Type “show copying” to see the conditions.
There is absolutely no warranty for GDB. Type “show warranty” for details.
This GDB was configured as “x86_64-unknown-linux-gnu”…
Using host libthread_db library “/lib64/libthread_db.so.1”.
(cuda-gdb) run
Starting program: /nfs/jabod0/scratch/home/jdelsign/tvbld/linux-x86-64/nvidia0/totalview.mainline/debugger/src/tests/bld/nvcc_2.2_64/tx_cuda_matmul
[Thread debugging using libthread_db enabled]
[New process 13395]
[New Thread 47139247271856 (LWP 13395)]
Warning: a GPU was made unavailable to the application due to debugging
constraints. This may change the application behaviour!

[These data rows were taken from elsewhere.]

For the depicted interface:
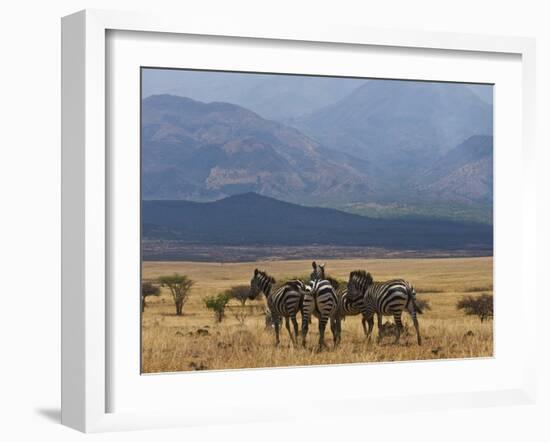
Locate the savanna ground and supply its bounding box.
[142,257,493,373]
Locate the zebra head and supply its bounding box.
[348,270,372,300]
[248,269,275,299]
[310,261,325,281]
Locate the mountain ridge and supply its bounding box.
[142,192,492,250]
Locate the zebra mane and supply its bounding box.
[285,279,306,290]
[349,270,373,284]
[254,269,275,283]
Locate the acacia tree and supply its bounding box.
[159,273,195,316]
[228,285,250,306]
[204,290,233,322]
[141,281,160,312]
[456,293,493,322]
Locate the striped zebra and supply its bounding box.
[311,261,367,336]
[302,261,340,349]
[348,270,422,345]
[248,269,306,345]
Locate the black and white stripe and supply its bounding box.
[311,261,367,335]
[302,262,340,349]
[336,287,368,336]
[348,270,422,345]
[248,269,306,345]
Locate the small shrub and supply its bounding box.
[204,291,231,322]
[456,293,493,322]
[415,298,432,313]
[141,281,160,312]
[159,273,194,316]
[227,285,250,306]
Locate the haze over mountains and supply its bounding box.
[142,95,377,203]
[142,75,492,224]
[142,69,365,121]
[142,193,492,253]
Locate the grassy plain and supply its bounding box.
[142,257,493,373]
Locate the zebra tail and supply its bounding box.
[408,290,424,315]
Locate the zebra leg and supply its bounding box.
[319,316,329,350]
[336,315,342,344]
[330,318,338,348]
[361,315,370,337]
[411,312,422,345]
[408,303,422,345]
[302,312,309,347]
[376,313,382,344]
[393,312,403,344]
[273,316,281,347]
[290,315,298,345]
[285,316,294,344]
[366,316,374,341]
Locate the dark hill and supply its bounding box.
[142,193,493,251]
[294,80,493,171]
[141,95,376,202]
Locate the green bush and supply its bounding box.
[456,293,493,322]
[141,281,160,312]
[204,290,232,322]
[159,273,194,316]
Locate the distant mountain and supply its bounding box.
[142,95,377,204]
[292,80,493,173]
[142,69,366,121]
[416,135,493,205]
[142,193,492,252]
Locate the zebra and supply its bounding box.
[302,261,340,349]
[311,261,367,336]
[348,270,422,345]
[248,269,306,345]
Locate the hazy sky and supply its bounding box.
[142,68,493,120]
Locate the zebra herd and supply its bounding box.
[248,261,422,348]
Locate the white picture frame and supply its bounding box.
[62,10,537,432]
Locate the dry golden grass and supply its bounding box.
[142,258,493,373]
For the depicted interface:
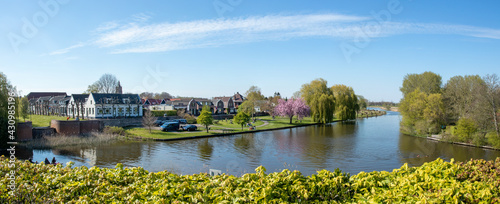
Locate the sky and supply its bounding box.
[0,0,500,102]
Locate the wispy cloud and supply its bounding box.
[86,14,500,53]
[49,42,85,55]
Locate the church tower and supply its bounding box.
[116,81,122,94]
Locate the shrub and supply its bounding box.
[103,126,126,136]
[472,132,487,146]
[455,118,477,142]
[0,156,500,203]
[485,132,500,149]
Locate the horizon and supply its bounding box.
[0,0,500,103]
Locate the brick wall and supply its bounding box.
[50,120,103,135]
[16,122,33,141]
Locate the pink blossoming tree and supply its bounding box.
[274,98,310,124]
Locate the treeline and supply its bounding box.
[300,78,367,123]
[399,72,500,147]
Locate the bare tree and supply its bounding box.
[142,110,156,133]
[85,74,118,93]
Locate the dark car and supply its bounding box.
[154,120,165,126]
[161,122,179,132]
[182,125,198,131]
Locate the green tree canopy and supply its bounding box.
[234,111,250,130]
[300,78,335,123]
[400,72,442,97]
[196,106,214,133]
[331,84,359,120]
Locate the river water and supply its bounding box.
[16,112,500,175]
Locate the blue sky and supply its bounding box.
[0,0,500,102]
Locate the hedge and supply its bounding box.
[0,156,500,203]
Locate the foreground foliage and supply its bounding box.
[0,157,500,203]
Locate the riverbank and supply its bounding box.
[126,116,324,141]
[426,135,500,151]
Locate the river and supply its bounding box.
[17,111,500,175]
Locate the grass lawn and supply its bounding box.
[21,115,84,127]
[126,128,215,139]
[213,120,264,130]
[126,116,315,139]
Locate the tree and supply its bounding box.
[331,84,359,120]
[234,111,250,130]
[0,72,17,147]
[358,95,368,110]
[443,75,491,127]
[196,106,214,133]
[85,74,118,93]
[142,110,156,133]
[400,72,442,97]
[300,78,335,123]
[238,100,256,117]
[483,74,500,137]
[274,98,310,124]
[245,86,264,101]
[19,96,30,121]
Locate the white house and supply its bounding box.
[68,93,142,118]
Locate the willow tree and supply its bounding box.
[400,72,442,97]
[300,78,335,123]
[330,84,359,120]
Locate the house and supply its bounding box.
[68,93,142,118]
[49,95,71,116]
[26,92,67,100]
[26,92,66,115]
[212,96,236,114]
[233,92,245,109]
[142,98,174,110]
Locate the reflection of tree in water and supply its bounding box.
[198,138,214,161]
[234,134,265,163]
[399,135,500,166]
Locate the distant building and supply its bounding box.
[68,93,143,118]
[233,92,245,109]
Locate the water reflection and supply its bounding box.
[9,112,500,175]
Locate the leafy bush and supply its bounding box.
[0,156,500,203]
[103,126,126,136]
[151,110,177,117]
[486,132,500,149]
[472,132,487,146]
[454,118,477,142]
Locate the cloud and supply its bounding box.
[88,13,500,53]
[49,42,85,55]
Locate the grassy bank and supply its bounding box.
[126,116,315,140]
[20,133,124,149]
[0,156,500,203]
[356,110,387,118]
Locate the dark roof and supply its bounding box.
[92,93,141,104]
[27,92,66,100]
[214,96,232,108]
[71,94,89,102]
[233,92,245,102]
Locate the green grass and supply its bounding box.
[126,116,315,139]
[21,115,85,127]
[126,128,215,139]
[213,120,264,129]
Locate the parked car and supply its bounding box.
[161,122,179,132]
[182,125,198,131]
[154,120,165,126]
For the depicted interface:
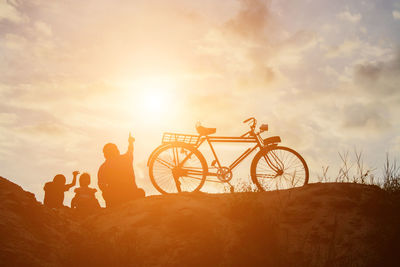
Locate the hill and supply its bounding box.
[0,177,400,266]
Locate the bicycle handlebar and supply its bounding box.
[243,117,255,123]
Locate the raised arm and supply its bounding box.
[65,171,79,191]
[126,133,135,158]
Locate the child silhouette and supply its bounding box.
[43,171,79,208]
[71,173,100,212]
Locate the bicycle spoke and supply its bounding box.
[252,147,308,190]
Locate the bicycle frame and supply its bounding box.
[179,129,264,176]
[196,136,262,176]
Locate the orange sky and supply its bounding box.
[0,0,400,205]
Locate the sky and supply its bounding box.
[0,0,400,204]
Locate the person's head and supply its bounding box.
[79,172,90,187]
[53,174,67,185]
[103,143,119,159]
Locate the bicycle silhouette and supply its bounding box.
[147,118,309,194]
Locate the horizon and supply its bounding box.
[0,0,400,204]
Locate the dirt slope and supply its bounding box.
[0,178,400,266]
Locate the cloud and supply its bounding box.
[337,10,362,23]
[392,10,400,20]
[0,0,23,23]
[354,51,400,98]
[325,39,361,58]
[342,103,391,133]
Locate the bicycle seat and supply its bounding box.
[196,126,217,136]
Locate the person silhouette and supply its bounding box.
[97,133,145,207]
[43,171,79,208]
[71,172,100,213]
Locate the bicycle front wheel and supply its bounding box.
[251,146,309,191]
[149,143,208,194]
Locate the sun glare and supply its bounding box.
[142,88,170,113]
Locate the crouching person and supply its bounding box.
[71,173,100,214]
[43,171,79,208]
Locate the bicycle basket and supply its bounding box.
[162,133,200,145]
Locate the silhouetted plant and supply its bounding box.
[383,154,400,193]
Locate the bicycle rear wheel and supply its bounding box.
[149,143,208,194]
[251,146,309,191]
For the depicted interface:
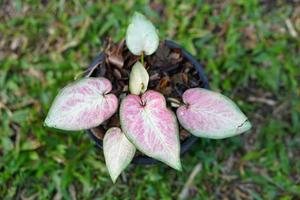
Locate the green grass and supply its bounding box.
[0,0,300,199]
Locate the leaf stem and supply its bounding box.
[141,52,145,67]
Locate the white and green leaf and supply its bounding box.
[129,61,149,95]
[103,127,136,183]
[126,12,159,55]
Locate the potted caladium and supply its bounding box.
[45,13,251,182]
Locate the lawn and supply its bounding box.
[0,0,300,200]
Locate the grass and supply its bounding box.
[0,0,300,200]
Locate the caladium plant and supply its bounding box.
[45,13,251,182]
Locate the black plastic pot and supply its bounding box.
[87,40,209,165]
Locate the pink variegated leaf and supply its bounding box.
[45,78,118,131]
[120,90,181,170]
[177,88,251,139]
[103,127,135,183]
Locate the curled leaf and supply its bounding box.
[126,12,159,55]
[129,61,149,95]
[120,90,181,170]
[177,88,251,139]
[45,78,118,131]
[103,127,135,182]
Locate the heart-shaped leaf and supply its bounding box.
[126,12,159,55]
[120,90,181,170]
[45,78,118,131]
[177,88,251,139]
[103,127,135,182]
[129,62,149,95]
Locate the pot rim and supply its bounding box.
[86,40,209,165]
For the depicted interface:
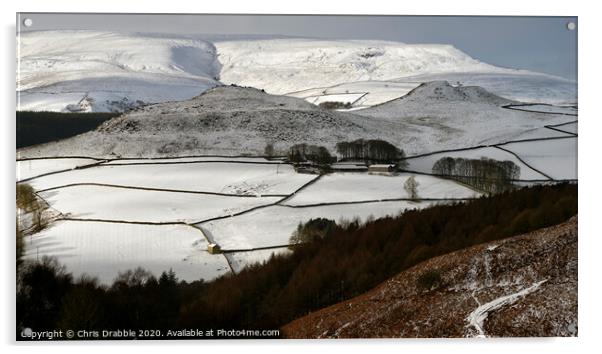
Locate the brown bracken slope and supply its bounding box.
[282,216,577,338]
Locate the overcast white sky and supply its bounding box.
[16,13,577,80]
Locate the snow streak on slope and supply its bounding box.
[17,31,220,111]
[466,280,547,337]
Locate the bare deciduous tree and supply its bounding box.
[403,176,420,200]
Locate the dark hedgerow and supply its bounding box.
[17,111,119,149]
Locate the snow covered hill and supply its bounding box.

The program hangs here, and I have to type CTRL+C to get back to GDB:

Program received signal SIGINT, Interrupt.
[Switching to Thread 47139247271856 (LWP 13395)]
0x00002adf761c4e50 in ?? () from /usr/lib64/libcuda.so
(cuda-gdb) where
#0 0x00002adf761c4e50 in ?? () from /usr/lib64/libcuda.so
#1 0x00002adf761ae313 in ?? () from /usr/lib64/libcuda.so
#2 0x00002adf761adf8a in ?? () from /usr/lib64/libcuda.so
#3 0x00002adf7619c6b8 in ?? () from /usr/lib64/libcuda.so
#4 0x00002adf76192e26 in ?? () from /usr/lib64/libcuda.so
#5 0x00002adf761e66bf in ?? () from /usr/lib64/libcuda.so
#6 0x00002adf75f541a7 in ?? () from /usr/local/cuda/lib/libcudart.so.2
#7 0x00002adf75f43742 in cudaLaunch () from /usr/local/cuda/lib/libcudart.so.2
#8 0x00000000004011dd in cudaLaunch (…)
#9 0x0000000000400c2d in _device_stub__Z12MatMulKernel6MatrixS_S (
__par0=@0x7fff34b9a3f0, __par1=@0x7fff34b9a408, __par2=@0x7fff34b9a420)
at /tmp/tmpxft_00001ceb_00000000-1_tx_cuda_matmul.cudafe1.stub.c:13
#10 0x0000000000400c45 in MatMulKernel__entry (__cuda_0=
{width = 2, height = 2, stride = 2, elements = 0x1000700}, __cuda_1=
{width = 2, height = 2, stride = 2, elements = 0x1000800}, __cuda_2=
{width = 2, height = 2, stride = 2, elements = 0x1000900})
at /tmp/tmpxft_00001ceb_00000000-1_tx_cuda_matmul.cudafe1.stub.c:17
#11 0x0000000000400fc5 in MatMul (A=
{width = 2, height = 2, stride = 2, elements = 0x5f351e0}, B=
{width = 2, height = 2, stride = 2, elements = 0x5f35200}, C=
{width = 2, height = 2, stride = 2, elements = 0x5f35220})
at …/…/src/tx_cuda_matmul.cu:77
#12 0x0000000000401125 in main (argc=1, argv=0x7fff34b9a6a8)
at …/…/src/tx_cuda_matmul.cu:167
(cuda-gdb)

Before I upgraded the system to the CUDA 2.3 beta, it was running the CUDA 2.2 beta, and the debugger was working OK.

Any ideas what the problem might be?